By Richard Roman
Today’s global economy has brought more choices and diversity to the home furnishings marketplace, but with that diversity comes a negative aspect as well. The consumer has no reliable way to understand the true value of the products they are purchasing.
What does a 20-piece bedding set in a bag really mean to the consumer? On the surface, it appears to be a fabulous value—an entire bedroom complete in a single package at an unbelievably low price. The purchase is made, the consumer happily takes it home, only to be disappointed when she opens the package and finds that the fabric quality, feel, sewing and ultimately the serviceability of the products are inferior.
What she really purchased is exactly what she paid for. More is not necessarily more, and more is not always better. True value to the consumer is in a product that has comfort, lasting value and serviceability. As an industry, I think we have done the consumer a disservice, and many retailers have led or misled their customers by giving a false impression of fantastic value.
A good example of this is thread count, which is often given disproportionate importance due to the fact that it is easy to sell a higher number as a better product. In fact, the yarn quality, weave construction and finishing process have much more significance to the end product’s appearance, feel and performance.

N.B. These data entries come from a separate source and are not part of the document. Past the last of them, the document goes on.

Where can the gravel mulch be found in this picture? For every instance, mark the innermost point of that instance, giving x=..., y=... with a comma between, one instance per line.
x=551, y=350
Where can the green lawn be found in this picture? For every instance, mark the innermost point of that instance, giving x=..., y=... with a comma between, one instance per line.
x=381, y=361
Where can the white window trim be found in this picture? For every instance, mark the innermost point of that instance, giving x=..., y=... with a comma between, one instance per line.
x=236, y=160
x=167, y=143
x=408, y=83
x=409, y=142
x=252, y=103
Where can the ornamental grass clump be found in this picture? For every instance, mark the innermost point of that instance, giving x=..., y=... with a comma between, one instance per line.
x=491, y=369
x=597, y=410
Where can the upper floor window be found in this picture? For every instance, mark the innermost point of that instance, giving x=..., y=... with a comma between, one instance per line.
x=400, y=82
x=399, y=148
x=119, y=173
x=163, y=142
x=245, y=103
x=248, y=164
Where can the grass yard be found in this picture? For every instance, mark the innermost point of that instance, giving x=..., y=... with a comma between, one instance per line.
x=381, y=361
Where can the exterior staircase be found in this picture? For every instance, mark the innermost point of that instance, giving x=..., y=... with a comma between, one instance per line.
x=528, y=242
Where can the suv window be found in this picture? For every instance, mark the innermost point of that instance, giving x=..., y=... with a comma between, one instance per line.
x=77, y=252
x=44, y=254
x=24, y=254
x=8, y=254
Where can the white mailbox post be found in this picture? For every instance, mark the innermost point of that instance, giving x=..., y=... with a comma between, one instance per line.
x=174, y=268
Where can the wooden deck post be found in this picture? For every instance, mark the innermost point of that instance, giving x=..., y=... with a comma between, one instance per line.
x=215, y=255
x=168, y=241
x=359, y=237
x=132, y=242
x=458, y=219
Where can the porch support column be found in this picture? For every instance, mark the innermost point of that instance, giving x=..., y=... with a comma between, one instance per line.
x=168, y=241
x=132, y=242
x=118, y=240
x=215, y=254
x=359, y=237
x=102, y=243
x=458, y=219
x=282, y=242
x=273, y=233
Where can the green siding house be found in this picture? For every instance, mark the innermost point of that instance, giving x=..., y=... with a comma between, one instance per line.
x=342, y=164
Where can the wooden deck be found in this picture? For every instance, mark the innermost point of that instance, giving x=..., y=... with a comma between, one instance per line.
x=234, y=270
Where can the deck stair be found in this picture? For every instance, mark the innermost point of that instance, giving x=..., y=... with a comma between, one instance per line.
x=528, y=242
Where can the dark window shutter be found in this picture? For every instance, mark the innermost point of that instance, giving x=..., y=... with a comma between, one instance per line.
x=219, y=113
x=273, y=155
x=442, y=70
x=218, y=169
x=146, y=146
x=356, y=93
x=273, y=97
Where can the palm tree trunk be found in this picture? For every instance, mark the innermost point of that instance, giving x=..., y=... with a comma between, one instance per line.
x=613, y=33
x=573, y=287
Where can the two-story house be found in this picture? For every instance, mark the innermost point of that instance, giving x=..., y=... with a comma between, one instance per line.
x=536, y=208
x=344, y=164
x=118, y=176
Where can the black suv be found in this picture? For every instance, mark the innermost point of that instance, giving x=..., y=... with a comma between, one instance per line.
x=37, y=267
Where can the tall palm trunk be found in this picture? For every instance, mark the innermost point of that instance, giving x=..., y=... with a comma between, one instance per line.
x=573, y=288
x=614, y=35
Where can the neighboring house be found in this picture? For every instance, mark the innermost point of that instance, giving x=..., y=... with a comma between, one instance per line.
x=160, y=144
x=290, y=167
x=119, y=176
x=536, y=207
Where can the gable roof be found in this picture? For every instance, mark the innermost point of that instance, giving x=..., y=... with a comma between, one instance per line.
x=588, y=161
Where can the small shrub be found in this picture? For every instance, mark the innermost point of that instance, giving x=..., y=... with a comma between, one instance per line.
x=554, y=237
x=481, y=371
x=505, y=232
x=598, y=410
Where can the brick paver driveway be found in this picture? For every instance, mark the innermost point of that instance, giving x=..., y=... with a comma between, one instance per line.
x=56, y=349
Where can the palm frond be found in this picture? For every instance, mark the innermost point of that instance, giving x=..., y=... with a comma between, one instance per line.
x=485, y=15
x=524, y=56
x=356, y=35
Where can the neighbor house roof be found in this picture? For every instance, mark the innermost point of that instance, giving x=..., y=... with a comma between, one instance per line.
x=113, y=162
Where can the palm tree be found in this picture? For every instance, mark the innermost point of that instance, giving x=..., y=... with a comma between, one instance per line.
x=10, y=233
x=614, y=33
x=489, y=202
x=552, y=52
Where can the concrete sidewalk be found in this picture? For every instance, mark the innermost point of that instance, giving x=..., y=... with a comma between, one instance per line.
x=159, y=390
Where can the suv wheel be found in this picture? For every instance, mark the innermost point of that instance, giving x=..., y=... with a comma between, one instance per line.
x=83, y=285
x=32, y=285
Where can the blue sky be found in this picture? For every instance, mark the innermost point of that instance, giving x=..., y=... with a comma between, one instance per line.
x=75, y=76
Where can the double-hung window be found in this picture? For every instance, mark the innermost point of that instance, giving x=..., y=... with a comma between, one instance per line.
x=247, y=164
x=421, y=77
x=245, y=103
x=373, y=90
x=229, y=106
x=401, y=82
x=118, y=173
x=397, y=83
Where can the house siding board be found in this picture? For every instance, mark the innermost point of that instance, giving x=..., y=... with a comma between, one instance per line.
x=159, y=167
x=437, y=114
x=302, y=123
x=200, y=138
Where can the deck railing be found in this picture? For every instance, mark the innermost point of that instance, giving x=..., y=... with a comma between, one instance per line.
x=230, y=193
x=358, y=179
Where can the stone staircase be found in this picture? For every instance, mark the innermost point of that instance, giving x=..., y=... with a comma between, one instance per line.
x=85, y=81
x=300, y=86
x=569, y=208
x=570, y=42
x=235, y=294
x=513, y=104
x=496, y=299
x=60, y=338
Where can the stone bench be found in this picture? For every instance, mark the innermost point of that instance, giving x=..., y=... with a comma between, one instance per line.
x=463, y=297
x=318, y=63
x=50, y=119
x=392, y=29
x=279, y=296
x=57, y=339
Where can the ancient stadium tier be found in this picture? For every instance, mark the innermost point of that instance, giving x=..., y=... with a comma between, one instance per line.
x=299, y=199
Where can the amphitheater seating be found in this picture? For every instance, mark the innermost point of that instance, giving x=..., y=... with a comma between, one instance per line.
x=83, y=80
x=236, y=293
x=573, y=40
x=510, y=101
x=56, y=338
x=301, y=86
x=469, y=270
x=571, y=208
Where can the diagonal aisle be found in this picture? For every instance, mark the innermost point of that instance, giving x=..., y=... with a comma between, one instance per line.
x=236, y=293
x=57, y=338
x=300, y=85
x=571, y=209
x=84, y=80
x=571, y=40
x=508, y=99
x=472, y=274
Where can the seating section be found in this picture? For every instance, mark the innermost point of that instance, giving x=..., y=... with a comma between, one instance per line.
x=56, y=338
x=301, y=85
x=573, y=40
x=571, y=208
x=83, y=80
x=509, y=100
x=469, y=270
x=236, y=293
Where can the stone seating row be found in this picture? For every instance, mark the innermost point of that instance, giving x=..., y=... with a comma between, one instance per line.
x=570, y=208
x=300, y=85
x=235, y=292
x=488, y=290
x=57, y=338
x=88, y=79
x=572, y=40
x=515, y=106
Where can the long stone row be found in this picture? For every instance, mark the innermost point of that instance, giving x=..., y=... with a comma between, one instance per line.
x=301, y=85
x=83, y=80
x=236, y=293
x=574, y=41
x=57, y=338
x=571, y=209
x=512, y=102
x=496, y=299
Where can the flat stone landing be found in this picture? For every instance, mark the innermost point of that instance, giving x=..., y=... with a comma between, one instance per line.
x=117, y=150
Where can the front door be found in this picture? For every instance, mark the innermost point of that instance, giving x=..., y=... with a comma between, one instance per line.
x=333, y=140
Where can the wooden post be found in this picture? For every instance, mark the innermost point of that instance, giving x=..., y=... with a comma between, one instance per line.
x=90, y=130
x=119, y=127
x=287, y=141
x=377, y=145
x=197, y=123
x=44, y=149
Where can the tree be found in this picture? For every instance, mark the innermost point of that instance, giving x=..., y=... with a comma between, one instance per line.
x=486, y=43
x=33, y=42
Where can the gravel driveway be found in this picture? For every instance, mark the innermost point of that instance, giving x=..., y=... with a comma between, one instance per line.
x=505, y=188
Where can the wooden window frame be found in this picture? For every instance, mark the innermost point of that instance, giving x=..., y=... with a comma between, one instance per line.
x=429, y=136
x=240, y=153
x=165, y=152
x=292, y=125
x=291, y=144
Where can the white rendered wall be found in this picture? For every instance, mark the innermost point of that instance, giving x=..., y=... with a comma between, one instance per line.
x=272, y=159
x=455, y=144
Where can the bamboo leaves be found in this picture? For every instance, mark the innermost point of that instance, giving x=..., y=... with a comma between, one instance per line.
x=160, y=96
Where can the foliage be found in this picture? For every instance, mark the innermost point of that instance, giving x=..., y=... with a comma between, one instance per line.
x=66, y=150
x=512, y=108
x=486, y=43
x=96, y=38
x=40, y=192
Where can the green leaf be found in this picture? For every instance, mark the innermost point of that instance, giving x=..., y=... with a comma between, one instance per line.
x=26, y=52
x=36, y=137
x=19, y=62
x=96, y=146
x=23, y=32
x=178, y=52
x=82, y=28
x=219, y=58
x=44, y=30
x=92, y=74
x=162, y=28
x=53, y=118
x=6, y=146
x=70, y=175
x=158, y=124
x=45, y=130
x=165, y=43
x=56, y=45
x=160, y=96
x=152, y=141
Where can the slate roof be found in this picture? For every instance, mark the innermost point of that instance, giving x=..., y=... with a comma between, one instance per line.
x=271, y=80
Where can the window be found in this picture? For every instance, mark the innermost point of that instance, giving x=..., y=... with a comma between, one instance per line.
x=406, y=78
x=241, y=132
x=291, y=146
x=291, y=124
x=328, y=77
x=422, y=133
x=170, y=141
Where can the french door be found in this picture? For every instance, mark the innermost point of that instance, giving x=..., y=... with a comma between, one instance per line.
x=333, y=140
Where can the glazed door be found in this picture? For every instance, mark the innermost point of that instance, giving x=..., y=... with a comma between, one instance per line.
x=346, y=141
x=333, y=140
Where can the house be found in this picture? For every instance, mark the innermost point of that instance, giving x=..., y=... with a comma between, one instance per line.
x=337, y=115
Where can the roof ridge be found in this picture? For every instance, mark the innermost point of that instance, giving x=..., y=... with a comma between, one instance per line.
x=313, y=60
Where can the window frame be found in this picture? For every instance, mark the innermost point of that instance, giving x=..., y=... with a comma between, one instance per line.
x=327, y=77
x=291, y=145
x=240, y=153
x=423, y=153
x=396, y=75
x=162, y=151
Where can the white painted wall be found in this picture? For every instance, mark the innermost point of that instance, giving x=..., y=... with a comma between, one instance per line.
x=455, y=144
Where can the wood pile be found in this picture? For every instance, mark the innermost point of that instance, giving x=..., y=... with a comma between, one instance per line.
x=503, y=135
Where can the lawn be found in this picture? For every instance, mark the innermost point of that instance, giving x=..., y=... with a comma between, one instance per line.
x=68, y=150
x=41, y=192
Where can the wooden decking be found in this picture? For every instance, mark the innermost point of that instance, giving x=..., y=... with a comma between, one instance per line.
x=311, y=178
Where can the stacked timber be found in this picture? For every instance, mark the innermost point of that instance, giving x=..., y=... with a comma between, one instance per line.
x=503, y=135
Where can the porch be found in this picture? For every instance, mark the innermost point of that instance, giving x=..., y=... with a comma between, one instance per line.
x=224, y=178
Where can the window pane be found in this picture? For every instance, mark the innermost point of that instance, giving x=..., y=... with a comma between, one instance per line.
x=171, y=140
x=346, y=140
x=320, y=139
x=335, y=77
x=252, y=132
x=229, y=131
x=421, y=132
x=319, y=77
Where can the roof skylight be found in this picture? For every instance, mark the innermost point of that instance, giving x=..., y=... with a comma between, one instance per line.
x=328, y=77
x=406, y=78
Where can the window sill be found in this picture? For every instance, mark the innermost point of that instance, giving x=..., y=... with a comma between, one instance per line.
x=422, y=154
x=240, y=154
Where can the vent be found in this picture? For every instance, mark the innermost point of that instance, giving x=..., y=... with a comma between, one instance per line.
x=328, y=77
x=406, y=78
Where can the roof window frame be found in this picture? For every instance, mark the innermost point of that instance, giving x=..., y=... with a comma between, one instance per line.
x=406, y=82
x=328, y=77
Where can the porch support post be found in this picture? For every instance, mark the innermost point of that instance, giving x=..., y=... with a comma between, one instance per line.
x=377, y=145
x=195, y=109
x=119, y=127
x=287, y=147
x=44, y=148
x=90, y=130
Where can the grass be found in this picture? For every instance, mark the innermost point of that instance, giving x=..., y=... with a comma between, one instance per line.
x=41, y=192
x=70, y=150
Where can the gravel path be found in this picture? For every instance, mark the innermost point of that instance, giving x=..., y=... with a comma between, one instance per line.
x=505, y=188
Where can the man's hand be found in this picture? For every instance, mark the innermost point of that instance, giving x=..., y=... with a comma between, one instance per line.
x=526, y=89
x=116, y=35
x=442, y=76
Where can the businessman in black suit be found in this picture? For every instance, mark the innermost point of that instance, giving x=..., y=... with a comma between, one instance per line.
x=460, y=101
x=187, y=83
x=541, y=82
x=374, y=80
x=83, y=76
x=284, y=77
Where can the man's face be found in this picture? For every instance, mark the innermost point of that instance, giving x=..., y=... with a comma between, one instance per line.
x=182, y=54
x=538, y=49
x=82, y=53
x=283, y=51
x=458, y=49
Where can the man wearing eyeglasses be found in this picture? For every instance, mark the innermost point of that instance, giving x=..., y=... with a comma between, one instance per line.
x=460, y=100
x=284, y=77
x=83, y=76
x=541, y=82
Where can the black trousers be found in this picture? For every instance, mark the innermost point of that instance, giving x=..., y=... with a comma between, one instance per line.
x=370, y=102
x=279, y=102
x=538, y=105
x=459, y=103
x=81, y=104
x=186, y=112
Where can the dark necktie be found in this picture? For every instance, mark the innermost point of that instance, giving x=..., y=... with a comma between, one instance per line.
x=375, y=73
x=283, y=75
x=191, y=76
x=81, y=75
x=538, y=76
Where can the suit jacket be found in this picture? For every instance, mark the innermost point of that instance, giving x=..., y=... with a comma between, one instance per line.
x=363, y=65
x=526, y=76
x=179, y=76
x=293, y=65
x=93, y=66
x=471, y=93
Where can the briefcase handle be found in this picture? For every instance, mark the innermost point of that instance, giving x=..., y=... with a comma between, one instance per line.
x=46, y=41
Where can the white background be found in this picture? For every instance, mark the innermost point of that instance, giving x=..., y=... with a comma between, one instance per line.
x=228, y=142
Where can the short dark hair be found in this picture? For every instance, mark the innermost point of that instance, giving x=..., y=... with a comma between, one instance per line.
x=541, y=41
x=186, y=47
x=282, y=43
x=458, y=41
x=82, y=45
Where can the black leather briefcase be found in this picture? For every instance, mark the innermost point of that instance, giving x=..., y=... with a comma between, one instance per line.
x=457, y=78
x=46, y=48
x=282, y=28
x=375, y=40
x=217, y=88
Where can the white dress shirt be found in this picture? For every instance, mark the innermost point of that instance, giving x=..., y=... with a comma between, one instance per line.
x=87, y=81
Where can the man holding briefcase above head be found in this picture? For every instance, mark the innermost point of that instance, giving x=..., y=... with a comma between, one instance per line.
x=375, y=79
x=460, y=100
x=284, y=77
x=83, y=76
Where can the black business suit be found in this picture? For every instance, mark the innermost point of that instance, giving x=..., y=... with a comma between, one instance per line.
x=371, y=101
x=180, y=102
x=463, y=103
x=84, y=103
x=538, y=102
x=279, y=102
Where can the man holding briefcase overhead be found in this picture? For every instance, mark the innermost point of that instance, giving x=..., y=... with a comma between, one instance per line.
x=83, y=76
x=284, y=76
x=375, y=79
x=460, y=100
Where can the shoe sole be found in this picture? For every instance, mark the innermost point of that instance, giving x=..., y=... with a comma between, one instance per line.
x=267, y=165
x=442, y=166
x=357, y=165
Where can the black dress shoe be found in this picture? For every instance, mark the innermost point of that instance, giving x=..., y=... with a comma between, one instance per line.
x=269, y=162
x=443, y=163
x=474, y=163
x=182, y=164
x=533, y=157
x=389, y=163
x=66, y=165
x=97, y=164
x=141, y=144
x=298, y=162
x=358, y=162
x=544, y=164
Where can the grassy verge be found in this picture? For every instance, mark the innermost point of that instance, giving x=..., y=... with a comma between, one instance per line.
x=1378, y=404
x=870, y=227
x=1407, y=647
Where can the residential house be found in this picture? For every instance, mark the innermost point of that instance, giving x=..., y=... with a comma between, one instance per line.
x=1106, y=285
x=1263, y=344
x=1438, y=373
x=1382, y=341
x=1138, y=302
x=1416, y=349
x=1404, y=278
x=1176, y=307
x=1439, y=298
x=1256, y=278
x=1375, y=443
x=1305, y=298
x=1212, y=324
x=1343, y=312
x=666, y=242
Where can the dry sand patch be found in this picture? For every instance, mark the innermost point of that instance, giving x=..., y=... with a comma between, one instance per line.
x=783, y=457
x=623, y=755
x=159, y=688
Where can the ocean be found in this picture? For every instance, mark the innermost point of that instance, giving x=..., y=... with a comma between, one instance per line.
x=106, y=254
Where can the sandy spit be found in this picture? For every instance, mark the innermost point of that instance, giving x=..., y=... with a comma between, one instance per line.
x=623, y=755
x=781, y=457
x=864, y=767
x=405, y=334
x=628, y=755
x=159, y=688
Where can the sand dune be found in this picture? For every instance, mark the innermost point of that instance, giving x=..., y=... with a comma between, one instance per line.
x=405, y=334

I applaud the Sferra “Lose Count” program as an important step toward educating the consumer about this.
Years ago, when domestic mills produced and controlled the majority of home textiles sold in the United States, consumers could trust the brands and be assured that what they were buying was of good quality and consistently high standards. I would say that today, most suppliers still provide good quality and, of course, well-known designer brands have reliable standards of high quality. However, far too many products on the market are actually below the standards that, historically, the American consumer has rightfully expected.
Since 95 percent of home-furnishings products sold in the American market are now produced offshore, it is more important than ever to establish standards and adhere to them so that American consumers can trust the brands and the retailers they purchase from to provide them with the value and quality they expect. If we continue the trend of marketing more for less, there is a real danger that the consumer will become disenchanted and we, as an industry, may never be able to convince them of the value of paying more for a truly better product.
As current president of the Home Fashion Products Association, I am happy to say that we are working hard to establish industry standards for sheets, towels and bedding which all HFPA members will support and which will be published for easy reference, available to all who are selling products in the American market.
It is our hope that these standards will become a way for all of us to re-educate ourselves and our consumers about what constitutes true value.